27th August 2020 - 2 min read
CGS-CIMB Research revealed that Bursa Malaysia has seen a 125% year-on-year increase in new central depository system (CDS) account openings in the first seven months of 2020. Of the total new accounts made, 78% belonged to investors aged less than 45 years old.
With this substantial spike, the research house said that millennials now make up 36% of the total CDS accountholders. To clarify, CDS accounts are mandatory accounts that must be opened before investors who wish to trade on Bursa Malaysia can carry out any transactions on the local bourse. Once registered, the investors’ trading activities, such as the crediting and debiting of their securities, will be conducted through the account.
“We view the increasing direct participation by millennials in the equity market and rising adoption of online trading as positive developments that will sustain retail trading activities,” said CGS-CIMB Research.

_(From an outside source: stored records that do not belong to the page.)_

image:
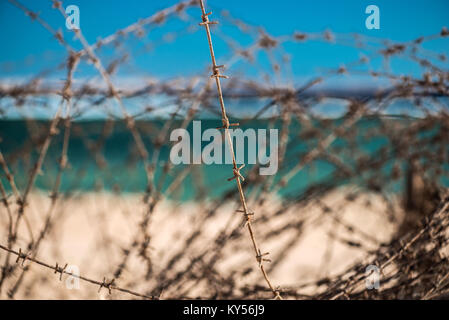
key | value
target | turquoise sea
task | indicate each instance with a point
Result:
(116, 166)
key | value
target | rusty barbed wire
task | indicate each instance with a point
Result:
(394, 166)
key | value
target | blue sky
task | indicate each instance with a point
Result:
(28, 48)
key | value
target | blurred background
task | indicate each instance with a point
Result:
(362, 116)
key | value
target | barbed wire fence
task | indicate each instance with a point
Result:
(402, 160)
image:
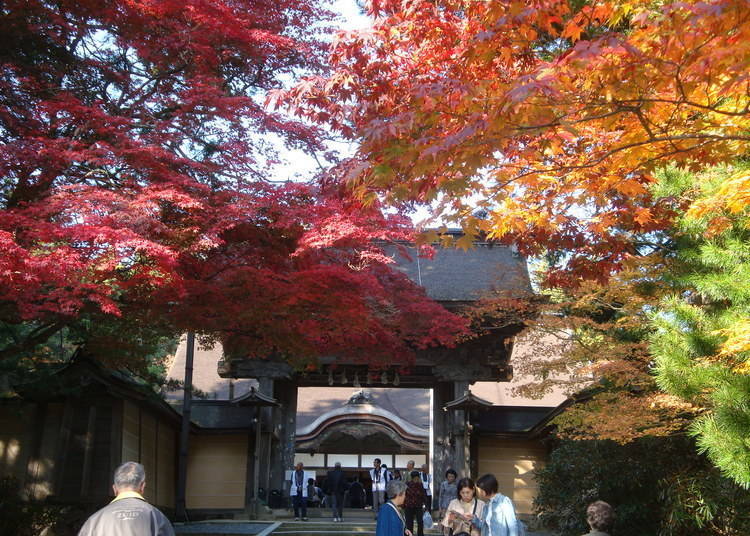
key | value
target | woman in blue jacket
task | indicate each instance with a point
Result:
(391, 520)
(498, 517)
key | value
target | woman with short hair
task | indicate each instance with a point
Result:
(391, 520)
(499, 516)
(600, 516)
(457, 521)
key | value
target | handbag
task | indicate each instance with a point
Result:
(463, 532)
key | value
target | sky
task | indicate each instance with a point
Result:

According to the research house, the surge in interest could be indirectly attributed to the Covid-19 pandemic as the Malaysian public was obligated to stay home during the movement control order (MCO) period. Malaysians – some of whom enjoyed more liquidity due to the economic stimulus plans implemented by the government – were also likely attracted to the equity market due the lack of attractive investment alternatives that offer high returns with a declining interest rate.
Apart from noting the increase in millennial investors, CGS-CIMB Research also said that online trading by retail investors has grown from 50% to 60% in 2019, to 80% in July 2020. The top five sectors that they traded in between January to July 2020 were industrial products and services (21.6% of total retail traded value), healthcare (19.59%), technology (16.2%), consumer products and services (12.48%), and energy (7.34%).